Des retours sur IB ?
http://www.ib-formation.fr/formations/G_internet-et-mobilite


----------



## gibet_b (22 Novembre 2010)

Moi, ce qui m'interroge, c'est ce que veut dire le verbe "Gauger" ? Y a bien un actrice de films pour adulte qui a un nom proche de cela mais je savais pas qu'elle était rentrée dans le dictionnaire !


----------



## Zeusviper (23 Novembre 2010)

gibet_b a dit:


> Moi, ce qui m'interroge, c'est ce que veut dire le verbe "Gauger" ? Y a bien un actrice de films pour adulte qui a un nom proche de cela mais je savais pas qu'elle était rentrée dans le dictionnaire !

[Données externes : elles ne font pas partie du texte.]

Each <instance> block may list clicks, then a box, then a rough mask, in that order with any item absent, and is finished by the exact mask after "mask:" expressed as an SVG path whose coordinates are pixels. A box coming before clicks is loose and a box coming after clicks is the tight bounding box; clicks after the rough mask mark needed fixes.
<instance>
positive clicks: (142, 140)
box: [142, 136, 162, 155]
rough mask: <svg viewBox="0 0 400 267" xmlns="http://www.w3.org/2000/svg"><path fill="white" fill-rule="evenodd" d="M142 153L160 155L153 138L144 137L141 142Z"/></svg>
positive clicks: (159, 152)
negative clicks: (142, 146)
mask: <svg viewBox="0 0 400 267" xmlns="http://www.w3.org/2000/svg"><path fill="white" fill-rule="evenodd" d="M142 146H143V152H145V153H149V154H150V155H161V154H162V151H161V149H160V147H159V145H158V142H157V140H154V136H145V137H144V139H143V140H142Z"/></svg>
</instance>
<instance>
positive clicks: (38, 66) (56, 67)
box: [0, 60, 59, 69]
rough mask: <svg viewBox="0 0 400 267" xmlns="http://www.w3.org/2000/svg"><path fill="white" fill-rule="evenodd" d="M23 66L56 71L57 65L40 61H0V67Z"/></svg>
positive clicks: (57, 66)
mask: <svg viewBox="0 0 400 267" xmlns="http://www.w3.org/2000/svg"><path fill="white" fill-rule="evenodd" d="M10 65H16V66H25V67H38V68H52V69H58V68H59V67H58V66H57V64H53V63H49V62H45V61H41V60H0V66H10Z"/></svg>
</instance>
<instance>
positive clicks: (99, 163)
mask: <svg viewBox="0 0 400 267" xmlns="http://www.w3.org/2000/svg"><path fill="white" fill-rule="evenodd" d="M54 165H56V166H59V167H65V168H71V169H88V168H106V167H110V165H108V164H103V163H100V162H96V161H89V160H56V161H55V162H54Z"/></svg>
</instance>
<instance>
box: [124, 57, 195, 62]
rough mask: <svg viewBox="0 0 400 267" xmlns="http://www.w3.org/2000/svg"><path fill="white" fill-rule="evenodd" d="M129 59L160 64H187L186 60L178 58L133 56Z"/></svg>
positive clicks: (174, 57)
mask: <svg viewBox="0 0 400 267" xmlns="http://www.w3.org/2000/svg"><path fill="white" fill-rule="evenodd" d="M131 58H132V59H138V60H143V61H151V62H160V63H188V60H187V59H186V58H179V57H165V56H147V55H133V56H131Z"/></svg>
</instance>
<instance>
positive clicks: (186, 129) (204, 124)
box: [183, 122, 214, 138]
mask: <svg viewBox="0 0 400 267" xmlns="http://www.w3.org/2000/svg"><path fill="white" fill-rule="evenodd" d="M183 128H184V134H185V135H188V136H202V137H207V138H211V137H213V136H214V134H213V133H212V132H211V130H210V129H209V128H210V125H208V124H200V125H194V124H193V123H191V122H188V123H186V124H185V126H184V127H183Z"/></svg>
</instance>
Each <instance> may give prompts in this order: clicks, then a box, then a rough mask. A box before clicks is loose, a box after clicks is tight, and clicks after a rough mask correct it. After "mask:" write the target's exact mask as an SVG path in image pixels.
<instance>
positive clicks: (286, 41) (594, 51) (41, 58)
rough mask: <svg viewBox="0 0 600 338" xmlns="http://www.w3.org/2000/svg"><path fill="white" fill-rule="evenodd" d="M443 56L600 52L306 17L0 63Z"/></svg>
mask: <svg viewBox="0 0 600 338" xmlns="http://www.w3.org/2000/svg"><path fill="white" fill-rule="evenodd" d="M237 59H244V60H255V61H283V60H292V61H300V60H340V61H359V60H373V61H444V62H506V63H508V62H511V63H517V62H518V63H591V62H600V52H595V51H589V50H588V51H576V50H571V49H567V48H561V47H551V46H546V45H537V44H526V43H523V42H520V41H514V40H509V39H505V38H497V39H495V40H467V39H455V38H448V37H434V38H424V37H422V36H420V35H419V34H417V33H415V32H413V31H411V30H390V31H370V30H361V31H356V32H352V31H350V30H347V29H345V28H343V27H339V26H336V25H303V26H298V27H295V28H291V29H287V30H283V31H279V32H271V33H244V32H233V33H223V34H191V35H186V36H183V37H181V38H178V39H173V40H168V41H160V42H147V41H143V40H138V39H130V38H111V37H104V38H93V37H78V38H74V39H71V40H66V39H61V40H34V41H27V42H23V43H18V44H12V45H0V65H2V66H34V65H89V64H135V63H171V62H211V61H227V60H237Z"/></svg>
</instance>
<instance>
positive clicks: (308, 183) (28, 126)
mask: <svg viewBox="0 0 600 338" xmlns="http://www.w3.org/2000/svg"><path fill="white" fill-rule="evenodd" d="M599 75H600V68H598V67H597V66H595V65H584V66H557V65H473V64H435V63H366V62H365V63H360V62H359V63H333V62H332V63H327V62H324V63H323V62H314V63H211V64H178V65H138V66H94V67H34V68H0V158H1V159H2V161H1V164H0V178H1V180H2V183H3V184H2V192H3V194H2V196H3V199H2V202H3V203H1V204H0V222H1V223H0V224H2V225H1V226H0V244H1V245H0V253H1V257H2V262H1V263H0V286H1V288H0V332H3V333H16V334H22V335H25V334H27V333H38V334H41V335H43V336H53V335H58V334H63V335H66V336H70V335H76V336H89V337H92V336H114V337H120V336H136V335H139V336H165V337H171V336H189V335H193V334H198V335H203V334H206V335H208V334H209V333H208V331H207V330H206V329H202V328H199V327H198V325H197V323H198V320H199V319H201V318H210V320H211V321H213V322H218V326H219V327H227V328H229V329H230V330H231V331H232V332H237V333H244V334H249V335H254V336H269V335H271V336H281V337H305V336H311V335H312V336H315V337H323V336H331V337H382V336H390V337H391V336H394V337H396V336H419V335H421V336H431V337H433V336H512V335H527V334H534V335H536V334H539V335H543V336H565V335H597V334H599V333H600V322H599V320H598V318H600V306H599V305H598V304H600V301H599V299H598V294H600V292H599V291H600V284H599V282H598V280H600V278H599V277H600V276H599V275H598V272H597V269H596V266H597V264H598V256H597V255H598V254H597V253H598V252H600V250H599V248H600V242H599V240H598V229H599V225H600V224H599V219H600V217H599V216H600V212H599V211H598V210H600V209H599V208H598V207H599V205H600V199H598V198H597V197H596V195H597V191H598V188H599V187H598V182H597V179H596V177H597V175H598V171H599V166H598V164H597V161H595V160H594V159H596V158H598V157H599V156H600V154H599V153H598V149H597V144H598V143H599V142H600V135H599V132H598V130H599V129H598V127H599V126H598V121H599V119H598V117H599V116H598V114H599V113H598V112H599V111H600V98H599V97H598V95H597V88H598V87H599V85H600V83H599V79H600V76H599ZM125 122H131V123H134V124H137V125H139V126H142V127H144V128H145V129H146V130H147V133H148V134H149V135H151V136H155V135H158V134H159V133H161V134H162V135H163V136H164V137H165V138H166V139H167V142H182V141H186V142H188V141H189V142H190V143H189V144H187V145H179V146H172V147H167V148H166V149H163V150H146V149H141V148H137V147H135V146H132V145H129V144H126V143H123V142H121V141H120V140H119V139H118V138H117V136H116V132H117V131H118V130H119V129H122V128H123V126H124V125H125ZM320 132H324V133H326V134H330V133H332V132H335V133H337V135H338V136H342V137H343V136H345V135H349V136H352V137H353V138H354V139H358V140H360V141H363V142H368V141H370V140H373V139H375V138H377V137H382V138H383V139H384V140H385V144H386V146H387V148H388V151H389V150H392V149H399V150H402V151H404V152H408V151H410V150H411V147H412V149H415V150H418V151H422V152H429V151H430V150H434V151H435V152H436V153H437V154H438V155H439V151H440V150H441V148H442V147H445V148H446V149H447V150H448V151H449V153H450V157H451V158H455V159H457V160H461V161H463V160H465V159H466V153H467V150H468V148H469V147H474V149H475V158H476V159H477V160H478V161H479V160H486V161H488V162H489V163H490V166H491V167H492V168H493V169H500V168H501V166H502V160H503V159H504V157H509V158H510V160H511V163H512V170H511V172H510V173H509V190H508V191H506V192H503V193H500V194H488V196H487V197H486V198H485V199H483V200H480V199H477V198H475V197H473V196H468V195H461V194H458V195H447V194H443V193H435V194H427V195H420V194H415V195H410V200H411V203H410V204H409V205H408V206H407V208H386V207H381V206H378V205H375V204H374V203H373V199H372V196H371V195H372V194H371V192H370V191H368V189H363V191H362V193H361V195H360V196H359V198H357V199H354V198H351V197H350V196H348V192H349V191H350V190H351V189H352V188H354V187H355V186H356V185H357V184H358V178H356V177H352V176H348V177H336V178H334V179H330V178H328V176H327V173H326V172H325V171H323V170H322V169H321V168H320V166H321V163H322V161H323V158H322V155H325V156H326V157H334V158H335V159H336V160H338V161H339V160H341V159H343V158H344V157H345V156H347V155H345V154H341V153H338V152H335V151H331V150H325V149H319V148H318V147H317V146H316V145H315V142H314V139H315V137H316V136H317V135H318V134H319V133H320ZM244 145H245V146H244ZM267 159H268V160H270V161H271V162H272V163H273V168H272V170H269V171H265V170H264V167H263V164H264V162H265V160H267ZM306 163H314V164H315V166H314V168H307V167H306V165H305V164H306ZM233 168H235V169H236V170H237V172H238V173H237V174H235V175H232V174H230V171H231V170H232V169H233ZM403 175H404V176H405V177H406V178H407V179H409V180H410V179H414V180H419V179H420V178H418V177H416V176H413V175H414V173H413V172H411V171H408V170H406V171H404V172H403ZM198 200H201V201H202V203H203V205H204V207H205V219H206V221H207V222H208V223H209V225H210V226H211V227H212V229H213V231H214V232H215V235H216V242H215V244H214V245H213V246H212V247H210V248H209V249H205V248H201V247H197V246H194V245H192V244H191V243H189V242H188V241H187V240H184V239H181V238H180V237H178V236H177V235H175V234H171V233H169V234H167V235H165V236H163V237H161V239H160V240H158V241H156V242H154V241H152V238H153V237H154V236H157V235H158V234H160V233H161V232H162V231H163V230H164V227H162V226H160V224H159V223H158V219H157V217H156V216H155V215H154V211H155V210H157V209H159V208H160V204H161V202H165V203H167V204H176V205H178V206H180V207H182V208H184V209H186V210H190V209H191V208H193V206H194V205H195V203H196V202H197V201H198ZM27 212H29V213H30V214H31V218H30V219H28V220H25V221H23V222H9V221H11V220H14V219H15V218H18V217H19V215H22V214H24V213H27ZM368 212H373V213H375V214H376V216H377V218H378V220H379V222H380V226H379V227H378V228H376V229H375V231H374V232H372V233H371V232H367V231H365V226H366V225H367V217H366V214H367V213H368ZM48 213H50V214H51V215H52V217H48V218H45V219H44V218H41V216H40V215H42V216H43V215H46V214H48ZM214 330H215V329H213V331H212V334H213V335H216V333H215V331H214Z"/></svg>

http://fr.wiktionary.org/wiki/gauger 

Sinon niveau formation il y a ca aussi en france, aucune idée de ce que ca vaut : 
http://www.widemann.net/fr/courses.html


----------



## melaure (23 Novembre 2010)

Zeusviper a dit:


> http://fr.wiktionary.org/wiki/gauger
> 
> Sinon niveau formation il y a ca aussi en france, aucune idée de ce que ca vaut :
> http://www.widemann.net/fr/courses.html



Assez vague la description par rapport à ib et plb ... ça doit être une start-up puisqu'ils sont dans un grenier 

 Est-ce qu'il y a des gens ici qui ont déjà demandé et eu (ou pas) une formation dev Cocoa en DIF ?


----------



## Céroce (23 Novembre 2010)

Zeusviper a dit:


> Sinon niveau formation il y a ca aussi en france, aucune idée de ce que ca vaut :
> http://www.widemann.net/fr/courses.html



Je connais personnellement Benoît Widemann; c'est quelqu'un qui développe sur Mac en indé depuis des années. N'aillant pas assisté à ses cours, je ne peux pas juger de sa pédagogie, mais par contre, au niveau technique, il n'y a aucun doute que la formation soit au poil.


----------



## melaure (23 Novembre 2010)

Céroce a dit:


> Je connais personnellement Benoît Widemann; c'est quelqu'un qui développe sur Mac en indé depuis des années. N'aillant pas assisté à ses cours, je ne peux pas juger de sa pédagogie, mais par contre, au niveau technique, il n'y a aucun doute que la formation soit au poil.



C'est déjà ça, mais en effet être excellent techniquement ne fait pas automatiquement un bon enseignant (si je repense à mon prof de math de seconde, tellement brillant, qu'il volait bien trop haut pour nous ... il aurait du bosser au CERN, pas au lycée  ).

Après si je fais une demande de dif, peut-être que ma RH ne voudra pas d'une petite boite pas connue ...


----------